November 8, 2018 GMT

BRIDGEPORT - An area hot dog entrepreneur, accused of embezzling from the Fairfield Beach landmark the Seagrape Café, has been ordered to repay the café’s owner nearly $200,000.

Following a hearing, Superior Court Judge George Thim ruled that Robert Manere’s explanation that he used the money to pay his car loan, health insurance, credit cards and loans did not justify him taking the money totaling $190,463.03.

“We thank Judge Thim for his thorough and well-reasoned decision. We look forward to recouping the misappropriated funds as soon as possible so that the business will be even stronger,” said Alexander Schwartz, who had sued Manere on behalf of Peter Collins, the owner of the Seagrape.


Besides being a former partner and manager of the Seagrape, Manere owned and operated the Swanky Franks hotdog chain for 18 years and currently owns Dogtown in Milford. His lawyer, Alan Spirer, said they have filed an appeal of Judge Thim’s ruling with the state Appellate Court.

No criminal charges were filed against Manere.

Manere and Collins, who graduated from high school together, decided while attending their 13th class reunion to buy the Seagrape, a popular fixture on the beach with locals and college students.

In April 2011 they formed the company BAHR LLC with Collins contributing $150,000 and Manere kicking in $20,000 to the venture, according to court records. They agreed that Manere would manage the café because Collins was busy at the time running a Manhattan night club.

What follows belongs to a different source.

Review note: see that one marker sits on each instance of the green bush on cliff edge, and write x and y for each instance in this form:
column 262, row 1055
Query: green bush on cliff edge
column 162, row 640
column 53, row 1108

On Oct. 29, 2012, Superstorm Sandy forced the café to close for repairs. But despite an agreement, Manere took cash from the business during the recovery period, giving himself a raise in cash and using company funds for personal and family expenses, the lawsuit states.

In March 2017, Collins fired Manere as manager and changed the locks on the Seagrape. Collins then took over as the café’s manager, court records state.

Manere subsequently sued Collins for breach of contract and Collins sued him.

“The managerial actions taken by Collins were reasonable in light of Manere’s having used BAHR funds to pay personal expenses,” the judge ruled.